Research Design and Methods
To allow for generalisation and particularisation, the study employs a mixed-method research design that combines econometric techniques with qualitative case studies. It will begin with a statistical study covering all instances of post-conflict power-sharing since the end of the Cold War (1989–2011). Using event history analysis, this statistical study will explore the impact of promises of power-sharing, as well as their eventual implementation, on civil war recurrence. The necessary data for this analysis will be taken from a newly constructed database on power-sharing institutions in post-conflict countries.
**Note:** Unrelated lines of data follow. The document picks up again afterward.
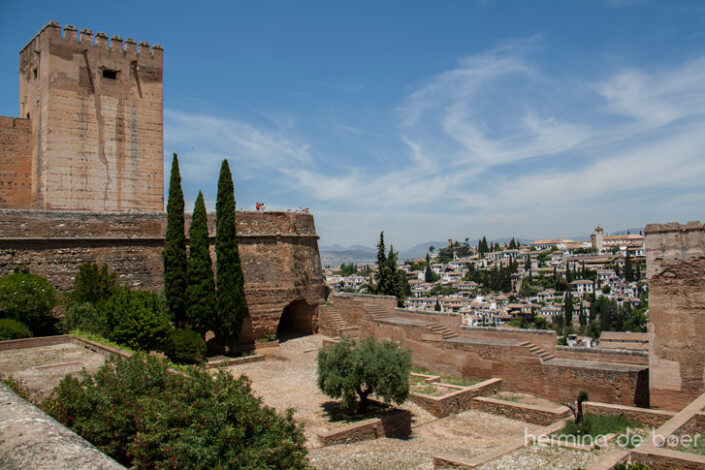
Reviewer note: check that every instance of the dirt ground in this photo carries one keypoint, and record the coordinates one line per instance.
(41, 369)
(287, 379)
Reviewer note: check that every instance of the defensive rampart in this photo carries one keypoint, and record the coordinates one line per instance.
(279, 253)
(675, 259)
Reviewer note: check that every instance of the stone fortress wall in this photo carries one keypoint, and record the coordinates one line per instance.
(278, 250)
(675, 261)
(15, 162)
(94, 111)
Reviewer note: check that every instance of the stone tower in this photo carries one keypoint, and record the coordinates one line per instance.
(597, 238)
(94, 108)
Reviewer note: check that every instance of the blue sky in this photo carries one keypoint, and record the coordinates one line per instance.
(426, 119)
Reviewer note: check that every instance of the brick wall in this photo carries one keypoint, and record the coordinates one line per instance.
(278, 250)
(15, 163)
(675, 259)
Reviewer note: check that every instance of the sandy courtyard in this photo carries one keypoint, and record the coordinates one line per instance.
(287, 379)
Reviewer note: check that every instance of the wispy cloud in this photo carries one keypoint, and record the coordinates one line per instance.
(496, 144)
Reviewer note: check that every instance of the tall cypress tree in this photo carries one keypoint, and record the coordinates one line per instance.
(175, 249)
(200, 293)
(230, 284)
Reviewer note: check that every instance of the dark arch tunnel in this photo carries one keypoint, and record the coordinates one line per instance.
(296, 320)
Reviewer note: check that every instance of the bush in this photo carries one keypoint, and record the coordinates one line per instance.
(29, 299)
(13, 329)
(351, 368)
(85, 317)
(93, 285)
(144, 417)
(137, 319)
(185, 347)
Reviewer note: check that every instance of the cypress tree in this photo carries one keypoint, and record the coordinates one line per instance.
(200, 293)
(230, 284)
(175, 249)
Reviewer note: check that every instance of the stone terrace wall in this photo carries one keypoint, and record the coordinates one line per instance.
(520, 371)
(675, 259)
(15, 163)
(544, 338)
(620, 356)
(31, 439)
(279, 253)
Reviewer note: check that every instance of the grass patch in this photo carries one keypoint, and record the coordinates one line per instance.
(697, 446)
(594, 425)
(96, 338)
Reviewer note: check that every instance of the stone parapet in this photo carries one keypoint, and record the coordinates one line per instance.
(675, 259)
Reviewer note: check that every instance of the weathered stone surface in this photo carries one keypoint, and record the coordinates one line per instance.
(31, 439)
(15, 162)
(95, 125)
(675, 259)
(279, 253)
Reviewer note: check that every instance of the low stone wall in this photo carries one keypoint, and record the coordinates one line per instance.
(31, 439)
(621, 356)
(396, 423)
(25, 343)
(667, 459)
(645, 416)
(455, 402)
(529, 413)
(547, 339)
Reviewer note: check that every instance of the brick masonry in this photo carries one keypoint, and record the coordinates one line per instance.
(279, 253)
(15, 163)
(675, 259)
(95, 108)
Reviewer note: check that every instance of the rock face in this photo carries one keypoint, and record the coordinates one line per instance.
(90, 133)
(675, 259)
(279, 253)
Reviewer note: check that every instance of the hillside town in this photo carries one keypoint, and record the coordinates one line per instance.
(577, 288)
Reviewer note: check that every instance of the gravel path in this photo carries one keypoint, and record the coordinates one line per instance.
(41, 369)
(287, 379)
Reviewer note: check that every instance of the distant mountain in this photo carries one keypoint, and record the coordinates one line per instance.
(338, 257)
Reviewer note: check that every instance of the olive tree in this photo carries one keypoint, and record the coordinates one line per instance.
(355, 369)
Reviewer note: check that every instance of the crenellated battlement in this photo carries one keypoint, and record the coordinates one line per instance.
(52, 32)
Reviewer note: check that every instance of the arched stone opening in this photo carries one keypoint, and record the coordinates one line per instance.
(296, 320)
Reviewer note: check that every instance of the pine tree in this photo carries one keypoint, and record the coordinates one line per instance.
(230, 285)
(200, 293)
(174, 253)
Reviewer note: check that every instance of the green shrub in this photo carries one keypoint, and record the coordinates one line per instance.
(13, 329)
(137, 319)
(144, 417)
(85, 317)
(29, 299)
(349, 369)
(93, 285)
(185, 347)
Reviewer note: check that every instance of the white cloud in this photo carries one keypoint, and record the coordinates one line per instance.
(496, 146)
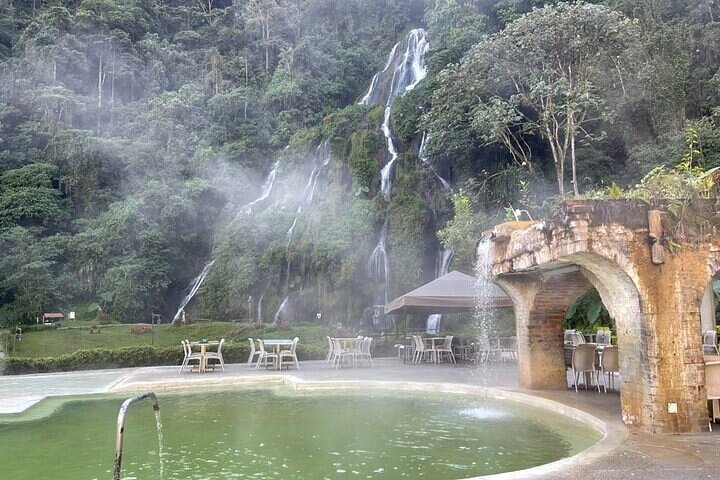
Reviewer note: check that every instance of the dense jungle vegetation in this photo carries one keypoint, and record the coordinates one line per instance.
(136, 137)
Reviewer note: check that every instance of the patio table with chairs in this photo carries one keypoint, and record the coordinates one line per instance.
(595, 361)
(430, 349)
(198, 352)
(276, 354)
(348, 351)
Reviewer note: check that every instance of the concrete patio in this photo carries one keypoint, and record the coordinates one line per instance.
(622, 454)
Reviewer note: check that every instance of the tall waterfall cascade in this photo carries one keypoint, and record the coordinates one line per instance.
(266, 189)
(402, 72)
(321, 160)
(442, 265)
(247, 208)
(404, 69)
(424, 158)
(484, 314)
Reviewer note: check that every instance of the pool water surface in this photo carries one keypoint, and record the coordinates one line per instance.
(277, 433)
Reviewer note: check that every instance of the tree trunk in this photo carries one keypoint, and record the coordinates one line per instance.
(572, 161)
(246, 89)
(101, 81)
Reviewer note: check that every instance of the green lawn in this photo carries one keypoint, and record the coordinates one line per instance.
(73, 336)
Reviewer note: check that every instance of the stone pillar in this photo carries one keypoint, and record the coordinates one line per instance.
(541, 303)
(670, 296)
(707, 309)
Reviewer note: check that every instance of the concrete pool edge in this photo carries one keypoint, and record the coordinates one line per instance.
(612, 436)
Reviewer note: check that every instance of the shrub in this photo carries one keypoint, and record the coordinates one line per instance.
(138, 356)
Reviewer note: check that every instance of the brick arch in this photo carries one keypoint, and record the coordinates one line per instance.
(621, 297)
(653, 292)
(541, 301)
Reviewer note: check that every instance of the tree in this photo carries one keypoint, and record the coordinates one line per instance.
(32, 275)
(550, 73)
(27, 197)
(461, 232)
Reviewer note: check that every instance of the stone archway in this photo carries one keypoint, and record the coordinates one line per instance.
(654, 297)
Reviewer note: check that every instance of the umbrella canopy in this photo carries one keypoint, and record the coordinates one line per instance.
(453, 292)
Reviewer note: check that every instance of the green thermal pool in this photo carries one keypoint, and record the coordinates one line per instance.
(277, 433)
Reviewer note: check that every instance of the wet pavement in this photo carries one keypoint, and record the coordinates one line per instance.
(622, 454)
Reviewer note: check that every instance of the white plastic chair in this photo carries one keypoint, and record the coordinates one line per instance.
(216, 356)
(364, 350)
(339, 353)
(291, 353)
(189, 355)
(264, 355)
(603, 337)
(445, 348)
(331, 353)
(583, 361)
(710, 343)
(577, 338)
(253, 352)
(609, 363)
(508, 348)
(421, 350)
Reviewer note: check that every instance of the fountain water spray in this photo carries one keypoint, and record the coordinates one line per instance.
(281, 314)
(484, 314)
(120, 436)
(442, 265)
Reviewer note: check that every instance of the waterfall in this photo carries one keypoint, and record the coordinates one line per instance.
(322, 159)
(259, 319)
(423, 157)
(484, 314)
(281, 314)
(266, 189)
(378, 266)
(158, 423)
(192, 290)
(401, 74)
(442, 265)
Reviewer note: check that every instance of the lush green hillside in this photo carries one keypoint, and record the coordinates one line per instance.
(136, 137)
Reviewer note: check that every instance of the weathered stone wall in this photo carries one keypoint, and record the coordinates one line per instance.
(654, 298)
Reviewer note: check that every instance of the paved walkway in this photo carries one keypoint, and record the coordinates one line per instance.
(621, 455)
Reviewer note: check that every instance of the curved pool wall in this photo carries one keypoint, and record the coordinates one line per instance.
(609, 438)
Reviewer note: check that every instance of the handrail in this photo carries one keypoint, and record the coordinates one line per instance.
(121, 426)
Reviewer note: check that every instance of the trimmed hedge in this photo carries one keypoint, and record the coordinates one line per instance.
(139, 356)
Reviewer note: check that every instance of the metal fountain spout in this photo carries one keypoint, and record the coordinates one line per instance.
(121, 426)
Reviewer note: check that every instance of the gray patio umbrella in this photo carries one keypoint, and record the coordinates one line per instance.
(451, 293)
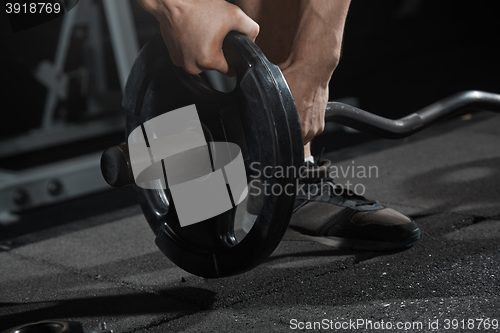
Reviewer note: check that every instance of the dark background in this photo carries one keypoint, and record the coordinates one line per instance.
(398, 56)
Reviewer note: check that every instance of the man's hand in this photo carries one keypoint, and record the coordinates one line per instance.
(194, 31)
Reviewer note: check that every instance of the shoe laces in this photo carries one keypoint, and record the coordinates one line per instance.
(318, 175)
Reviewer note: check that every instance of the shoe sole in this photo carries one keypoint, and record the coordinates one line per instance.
(364, 245)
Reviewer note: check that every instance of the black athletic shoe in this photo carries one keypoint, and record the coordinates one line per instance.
(330, 214)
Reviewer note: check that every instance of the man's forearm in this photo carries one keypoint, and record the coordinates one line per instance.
(318, 39)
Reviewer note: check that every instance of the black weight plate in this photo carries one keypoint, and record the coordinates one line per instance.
(259, 116)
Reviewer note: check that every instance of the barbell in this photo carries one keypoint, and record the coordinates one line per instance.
(259, 115)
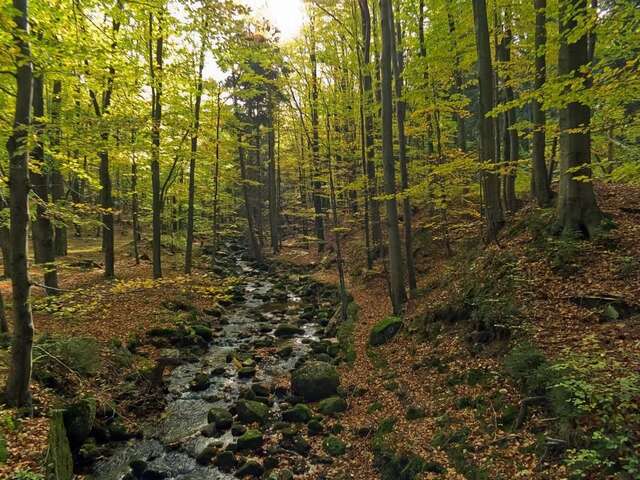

The project’s researchers will then conduct comparative case studies of post-conflict power-sharing in four selected countries to explore in more detail the causal mechanisms linking power-sharing institutions and peace. The final selection of cases for this qualitative part will be informed by the statistical results.
At present, the project team has completed two data collections on post-conflict power-sharing. The first one is the Promises of Power-Sharing Dataset (PROMPS) which collects detailed data on the powersharing arrangements contained in all peace agreements concluded between government and rebel representatives from 1989 to 2006. The second data collection is the Power-Sharing Event Dataset (PSED) which includes information on when particular power-sharing arrangements between government and rebels have been introduced or abolished during a five-year post-conflict period. This dataset has a global coverage and spans from 1989 to 2011. A preliminary analysis of both datasets allowed the project team to identify certain patterns of post-conflict power-sharing. It appears, for example, that political power-sharing is especially frequent in the first six months of a post-conflict period whereas military, economic and territorial power-sharing arrangements take place at later stages. The project team is currently further exploring these patterns and dynamics of post-conflict power-sharing in a series of statistical analyses and fieldwork stays in four selected countries.